Being severely ill is a painful physical and mental process, even if your celebrity status can garner you thousands, and even millions, of well-wishers. And the growing propensity for famous people to "go public" with their diagnoses reflects an almost insatiable desire for information by the media and its readership. Still, Ms. Roberts' case, like others in the past, raises some important pitfalls for patients, their families and the general public.

People tend to associate the beginnings of "celebrity illness" with Betty Ford's disclosure of her breast cancer and radical mastectomy in 1974, but famous people had gone public for decades before -- willingly or unwillingly. For example, newspapers across the country gave front-page coverage to Lou Gehrig's 1939 diagnosis of amyotrophic lateral sclerosis, providing extensive details about the disease's symptoms and progression.[1] The photographer Margaret Bourke-White allowed herself to be photographed for a Life magazine spread after undergoing invasive neurosurgery for her Parkinson's disease in 1959.[2] Shirley Temple Black actually went public with her diagnosis of breast cancer in 1973, over a year before Mrs. Ford.[3]

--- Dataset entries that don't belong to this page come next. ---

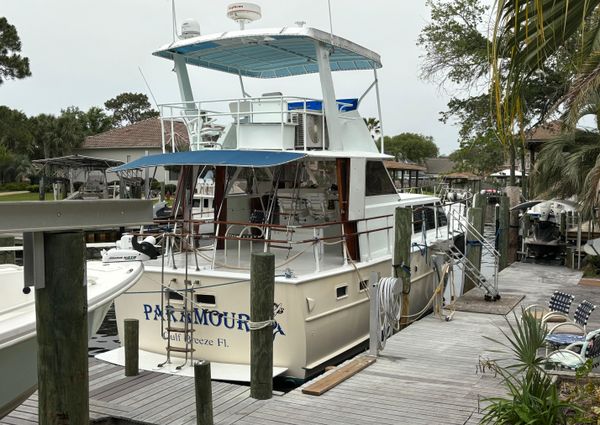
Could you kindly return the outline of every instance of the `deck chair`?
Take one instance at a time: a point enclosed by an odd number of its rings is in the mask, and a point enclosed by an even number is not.
[[[554,291],[548,300],[547,307],[540,304],[532,304],[525,308],[524,313],[541,320],[542,323],[566,322],[569,318],[569,311],[574,299],[574,295]]]
[[[584,341],[588,319],[595,309],[595,305],[583,300],[577,306],[573,320],[554,325],[546,336],[546,342],[554,347],[561,347]]]
[[[587,334],[580,342],[550,353],[546,360],[557,367],[576,370],[592,359],[592,367],[600,364],[600,329]]]

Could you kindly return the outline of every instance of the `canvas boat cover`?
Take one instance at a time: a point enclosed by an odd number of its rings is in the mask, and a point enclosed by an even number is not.
[[[127,164],[113,167],[109,171],[119,172],[138,168],[177,165],[215,165],[231,167],[265,168],[287,164],[304,158],[305,153],[288,151],[252,150],[201,150],[149,155]]]

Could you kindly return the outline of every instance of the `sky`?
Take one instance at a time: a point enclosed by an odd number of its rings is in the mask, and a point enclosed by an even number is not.
[[[295,25],[329,30],[326,0],[255,0],[262,19],[248,28]],[[226,17],[228,0],[176,0],[177,20],[197,19],[202,34],[236,30]],[[438,121],[449,95],[419,79],[423,52],[416,46],[429,21],[424,0],[331,0],[334,34],[381,55],[379,70],[383,129],[432,136],[441,154],[458,148],[458,129]],[[141,68],[158,103],[179,101],[170,61],[152,52],[172,41],[171,0],[1,0],[0,16],[16,26],[32,76],[0,86],[0,104],[28,115],[58,114],[68,106],[87,110],[123,92],[150,98]],[[190,67],[196,100],[240,97],[236,76]],[[369,71],[334,73],[338,98],[360,97]],[[321,97],[317,74],[276,80],[245,79],[252,95]],[[374,90],[361,104],[377,116]]]

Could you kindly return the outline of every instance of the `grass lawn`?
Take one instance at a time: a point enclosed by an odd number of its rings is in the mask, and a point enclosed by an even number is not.
[[[28,192],[28,193],[18,193],[16,195],[6,195],[0,196],[0,202],[5,201],[37,201],[40,199],[40,195],[38,193]],[[46,200],[52,200],[52,193],[46,193]]]

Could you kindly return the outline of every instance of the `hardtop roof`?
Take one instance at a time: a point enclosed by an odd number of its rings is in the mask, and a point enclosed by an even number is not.
[[[280,78],[318,72],[315,43],[331,50],[332,71],[381,68],[380,56],[327,32],[304,27],[228,31],[183,39],[163,46],[155,56],[255,78]]]

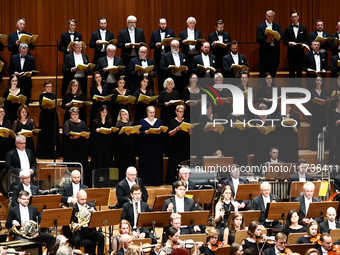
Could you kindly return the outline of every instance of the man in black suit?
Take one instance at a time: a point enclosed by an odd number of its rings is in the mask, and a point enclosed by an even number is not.
[[[153,77],[157,75],[156,68],[155,68],[155,61],[153,61],[150,58],[147,58],[146,57],[147,54],[148,54],[148,48],[146,48],[145,46],[142,46],[139,48],[138,57],[132,58],[130,60],[129,73],[131,75],[131,83],[130,83],[129,89],[130,89],[131,94],[133,94],[138,89],[140,79],[142,76],[144,76],[145,78],[149,80],[149,88],[154,89]],[[154,67],[148,73],[145,73],[143,71],[135,72],[136,65],[142,66],[143,68],[152,66],[152,65]]]
[[[64,52],[64,58],[66,57],[66,55],[73,52],[73,48],[71,49],[68,48],[68,45],[70,44],[70,42],[83,40],[81,37],[81,34],[75,31],[76,25],[77,25],[77,21],[75,21],[74,19],[70,19],[68,21],[69,30],[66,33],[61,34],[60,43],[58,45],[58,50],[61,52]]]
[[[279,23],[274,22],[275,12],[266,12],[266,20],[257,26],[256,40],[260,44],[259,69],[260,77],[266,72],[270,72],[273,77],[276,75],[277,67],[280,63],[280,40],[274,35],[265,34],[266,28],[277,31],[282,37],[283,32]],[[281,39],[281,38],[280,38]]]
[[[187,189],[186,190],[195,190],[196,189],[196,183],[189,180],[189,175],[190,175],[190,169],[182,166],[179,171],[178,171],[178,175],[179,175],[179,181],[183,181],[186,183],[187,185]],[[176,188],[176,184],[179,181],[175,181],[172,184],[172,194],[175,194],[175,188]]]
[[[8,73],[15,74],[18,77],[18,82],[21,88],[25,91],[27,96],[26,105],[31,103],[31,90],[32,90],[32,79],[31,77],[36,75],[36,73],[26,74],[22,77],[19,76],[21,72],[36,70],[34,57],[27,54],[28,45],[26,43],[21,43],[19,46],[19,54],[12,55],[8,66]]]
[[[340,44],[336,47],[339,52],[337,52],[334,56],[330,59],[330,69],[332,72],[332,77],[338,77],[338,73],[340,72],[340,67],[338,67],[338,61],[340,60]]]
[[[140,46],[131,46],[131,43],[146,43],[143,29],[137,28],[137,18],[130,15],[126,19],[128,27],[120,30],[117,46],[122,49],[120,57],[125,67],[129,66],[131,58],[137,57]]]
[[[12,207],[18,205],[19,193],[22,190],[26,190],[30,197],[38,195],[38,186],[31,184],[31,173],[29,170],[21,170],[19,177],[21,182],[13,189]]]
[[[80,183],[81,174],[79,170],[73,170],[71,173],[71,183],[65,184],[60,192],[62,195],[61,202],[65,205],[69,205],[70,203],[75,204],[77,203],[77,194],[79,190],[88,189],[86,185]]]
[[[12,52],[11,56],[19,54],[19,46],[20,46],[20,38],[22,34],[26,35],[32,35],[25,30],[26,27],[26,19],[20,18],[17,20],[17,31],[9,34],[8,36],[8,50]],[[28,45],[28,48],[30,50],[34,50],[35,46],[32,43],[32,40],[26,40],[26,44]],[[30,52],[28,52],[28,55],[31,55]]]
[[[336,210],[334,207],[327,209],[326,216],[328,220],[320,223],[320,233],[330,233],[332,229],[340,228],[340,222],[336,219]]]
[[[165,45],[162,45],[162,40],[166,38],[176,37],[173,30],[167,28],[166,19],[161,18],[158,21],[159,29],[153,31],[150,39],[150,49],[154,49],[153,59],[156,63],[157,71],[158,71],[158,89],[161,92],[163,88],[163,82],[167,77],[163,76],[163,73],[159,72],[161,68],[161,58],[163,54],[170,51],[170,42],[167,42]]]
[[[329,233],[322,233],[320,236],[321,245],[317,245],[320,255],[328,254],[332,250],[333,239]],[[334,243],[335,244],[335,243]]]
[[[87,76],[91,74],[91,69],[87,68],[83,72],[80,72],[77,68],[79,64],[87,65],[89,63],[89,58],[81,52],[82,50],[82,42],[75,42],[73,44],[74,52],[67,55],[64,59],[64,65],[61,70],[64,79],[61,91],[62,95],[65,95],[70,81],[73,79],[77,79],[80,84],[81,90],[85,95],[85,98],[87,98]]]
[[[110,72],[107,70],[108,66],[124,66],[123,60],[119,57],[116,57],[116,46],[109,44],[106,47],[106,56],[98,59],[98,62],[95,66],[95,71],[99,71],[102,73],[103,80],[109,86],[109,92],[116,87],[117,80],[121,75],[125,74],[125,69],[115,70]],[[126,67],[125,67],[126,68]]]
[[[170,43],[171,51],[163,54],[161,59],[161,73],[164,77],[170,77],[174,80],[176,90],[183,97],[183,90],[188,84],[188,65],[186,61],[186,55],[179,52],[179,41],[172,40]],[[175,66],[187,66],[187,68],[179,72],[176,69],[168,68],[170,65]],[[163,84],[162,84],[163,85]]]
[[[255,197],[253,199],[253,203],[251,205],[251,209],[252,210],[260,210],[261,211],[261,215],[260,215],[260,219],[259,222],[266,228],[268,227],[273,227],[273,228],[279,228],[282,226],[280,225],[280,223],[275,220],[275,221],[270,221],[266,219],[266,209],[269,203],[275,203],[275,202],[280,202],[280,198],[270,194],[271,192],[271,185],[269,182],[262,182],[261,186],[261,195]]]
[[[323,21],[321,19],[318,19],[317,21],[315,21],[315,28],[316,30],[309,33],[309,36],[308,36],[308,42],[310,45],[312,45],[313,41],[315,41],[318,36],[323,37],[323,38],[330,37],[329,33],[323,31]],[[327,41],[320,42],[320,43],[321,43],[320,52],[323,54],[327,54],[328,48],[329,46],[331,46],[331,43]]]
[[[0,42],[0,51],[4,50],[4,45]],[[1,55],[0,55],[0,61],[1,61]],[[0,71],[0,83],[2,83],[2,73],[3,70]]]
[[[177,229],[179,235],[188,235],[190,234],[190,229],[188,227],[182,226],[182,215],[179,213],[172,213],[170,215],[170,226]]]
[[[150,230],[147,228],[137,229],[138,214],[141,212],[152,212],[152,208],[141,201],[142,191],[138,184],[133,184],[131,187],[132,201],[123,204],[123,213],[121,220],[127,220],[132,227],[134,238],[149,238]]]
[[[22,224],[25,221],[32,220],[40,223],[39,213],[36,207],[28,205],[30,201],[30,194],[26,190],[22,190],[19,192],[19,204],[12,207],[9,210],[7,220],[6,220],[6,227],[12,228],[12,226],[16,226],[19,230]],[[38,219],[38,221],[37,221]],[[47,251],[50,250],[54,237],[50,234],[46,234],[43,232],[38,232],[33,235],[33,239],[29,239],[32,241],[44,242],[46,243]],[[16,235],[14,240],[25,239],[21,235]]]
[[[222,73],[224,77],[241,77],[241,71],[240,68],[233,68],[231,69],[231,66],[233,64],[236,65],[246,65],[248,66],[246,57],[242,54],[238,53],[238,41],[232,41],[230,44],[230,54],[227,54],[223,57],[223,69]]]
[[[299,13],[294,10],[290,13],[290,19],[292,24],[286,27],[283,34],[283,44],[288,46],[287,58],[288,58],[288,69],[289,77],[301,78],[302,77],[302,62],[305,55],[304,47],[301,45],[296,45],[296,43],[307,44],[307,28],[304,25],[299,24]],[[290,83],[291,87],[299,86],[301,83]]]
[[[86,191],[80,190],[77,194],[77,203],[72,207],[73,212],[71,221],[73,223],[79,223],[76,214],[82,210],[84,206],[88,206],[91,213],[96,210],[93,203],[87,202]],[[90,239],[91,241],[98,243],[98,254],[104,254],[104,235],[101,232],[98,232],[96,228],[89,228],[88,224],[85,224],[77,230],[72,236],[72,242],[76,249],[80,249],[80,243],[83,239]]]
[[[117,252],[117,255],[125,255],[129,246],[133,245],[132,236],[128,234],[121,235],[120,242],[122,244],[122,248],[120,248]]]
[[[217,43],[218,42],[224,44],[230,43],[231,38],[229,33],[224,32],[223,20],[220,19],[216,22],[215,29],[216,31],[208,36],[208,42],[210,43],[212,54],[216,56],[217,65],[221,67],[223,65],[223,57],[228,54],[230,45],[221,46],[218,45]]]
[[[267,162],[264,162],[262,165],[266,166],[267,163],[284,163],[283,161],[279,160],[279,149],[276,147],[272,147],[269,150],[270,159]]]
[[[265,249],[263,252],[265,255],[276,255],[280,253],[285,253],[285,248],[287,244],[287,236],[284,233],[277,233],[275,235],[275,245]]]
[[[107,41],[114,39],[113,33],[106,30],[107,20],[105,17],[101,17],[98,20],[99,29],[92,32],[90,39],[90,48],[94,49],[94,60],[93,63],[97,63],[98,59],[106,56],[106,47],[101,44],[100,41]]]
[[[300,159],[296,164],[296,168],[298,170],[297,173],[289,176],[289,182],[308,182],[313,181],[313,176],[310,174],[306,174],[307,171],[307,160]]]
[[[197,74],[199,78],[213,78],[214,74],[220,70],[219,66],[217,66],[216,56],[209,54],[209,42],[204,42],[201,50],[202,53],[194,56],[192,59],[191,70],[193,73]],[[211,67],[213,70],[205,70],[204,68],[197,67],[197,65]]]
[[[131,187],[133,184],[138,184],[142,190],[142,201],[148,201],[148,192],[143,184],[141,178],[137,178],[137,170],[135,167],[130,166],[126,170],[126,178],[121,180],[116,186],[116,197],[118,203],[116,204],[116,208],[122,208],[123,204],[129,202],[131,200]]]
[[[178,38],[180,38],[180,46],[182,48],[182,53],[187,56],[187,66],[191,67],[191,61],[194,56],[200,54],[201,43],[195,42],[193,45],[188,45],[187,40],[197,40],[203,39],[200,30],[195,28],[196,19],[194,17],[189,17],[187,19],[187,29],[179,32]]]
[[[340,40],[340,21],[336,24],[336,33],[332,34],[331,37]],[[338,55],[338,44],[334,41],[330,43],[329,49],[332,51],[332,56]]]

Still, it was the first lady's candor and grace in the face of a devastating diagnosis that has made her breast cancer a landmark event in the history of celebrity illness. Her insistence that women get mammograms to diagnose early-stage breast cancers led to the famous "Betty Ford blip," an actual increase in the incidence of disease diagnoses thanks to women who had followed her advice.

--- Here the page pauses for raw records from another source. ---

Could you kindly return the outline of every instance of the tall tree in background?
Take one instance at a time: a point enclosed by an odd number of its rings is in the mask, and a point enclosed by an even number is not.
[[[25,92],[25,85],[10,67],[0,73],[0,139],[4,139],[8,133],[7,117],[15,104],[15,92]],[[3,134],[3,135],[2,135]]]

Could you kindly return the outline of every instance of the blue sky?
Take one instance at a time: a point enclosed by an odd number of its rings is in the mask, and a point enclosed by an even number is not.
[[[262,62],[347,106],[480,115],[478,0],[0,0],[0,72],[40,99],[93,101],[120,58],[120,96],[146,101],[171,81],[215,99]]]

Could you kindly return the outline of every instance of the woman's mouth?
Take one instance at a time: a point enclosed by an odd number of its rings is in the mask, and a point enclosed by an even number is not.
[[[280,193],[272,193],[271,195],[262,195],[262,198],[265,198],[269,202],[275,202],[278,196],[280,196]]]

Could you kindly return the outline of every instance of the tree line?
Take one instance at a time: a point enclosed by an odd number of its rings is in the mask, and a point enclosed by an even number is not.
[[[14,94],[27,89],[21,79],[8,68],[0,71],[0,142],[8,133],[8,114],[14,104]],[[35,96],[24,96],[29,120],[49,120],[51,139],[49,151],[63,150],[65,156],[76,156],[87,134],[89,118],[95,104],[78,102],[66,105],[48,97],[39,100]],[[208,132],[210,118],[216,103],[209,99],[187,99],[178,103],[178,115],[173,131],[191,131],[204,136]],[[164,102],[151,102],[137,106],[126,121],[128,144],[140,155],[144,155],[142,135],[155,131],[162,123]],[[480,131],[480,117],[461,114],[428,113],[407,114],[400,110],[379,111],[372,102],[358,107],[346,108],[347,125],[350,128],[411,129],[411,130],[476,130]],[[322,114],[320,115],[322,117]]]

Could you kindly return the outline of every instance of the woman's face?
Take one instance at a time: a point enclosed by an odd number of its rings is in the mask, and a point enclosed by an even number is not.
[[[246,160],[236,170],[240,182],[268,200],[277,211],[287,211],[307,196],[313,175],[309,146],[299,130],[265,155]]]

Over the years, disclosure of illness by the famous has almost become de rigueur. Indeed, when television journalist Ed Bradley died of a rare form of leukemia in 2006, some upbraided him for keeping his diagnosis a secret. Yet it can reasonably be argued that aside from politicians, other sick celebrities are under no obligation to disclose information.

Not only are celebrities being more candid about their diagnoses, they are also in some cases giving in-depth details about their diseases and treatments. For example, Lance Armstrong described in depth how he chose a particular chemotherapy regimen for treatment of his widespread testicular cancer.[4] Farrah Fawcett participated in a documentary about her efforts to get unconventional treatment of her anal cancer in Germany.

But this growing tendency of celebrities to reveal details raises an important red flag. It is exceedingly rare for them to actually provide enough specific information about their illnesses for outside observers -- whether physicians or other patients -- to draw meaningful conclusions about their particular cases. For instance, although many celebrities have gone public with their diagnoses of prostate cancer and advocated prostate-specific antigen (PSA) screening, few have released their PSA scores.

Nevertheless, sick people may assume that because famous patients have access to the best doctors, that they should simply emulate what celebrities do. As one woman with Parkinson's disease wrote of the actor Michael J. Fox: "I just tried to follow right behind him and step in the footprints and do as much as I knew how to in terms of keeping a positive attitude."[5]

Thus, in Ms. Roberts' case, we have learned that her myelodysplastic syndrome, a pre-leukemic state in which the body's cell counts are dangerously low, resulted from her treatment for breast cancer five years ago. And we know that her sister, Sally Ann Roberts, who is generously donating bone marrow so that Ms. Roberts can receive a potentially curative transplant, is a "perfect match." Ms. Roberts, who took leave from Good Morning America last week and then flew to Mississippi to be with her dying mother, will undergo the procedure in New York next week.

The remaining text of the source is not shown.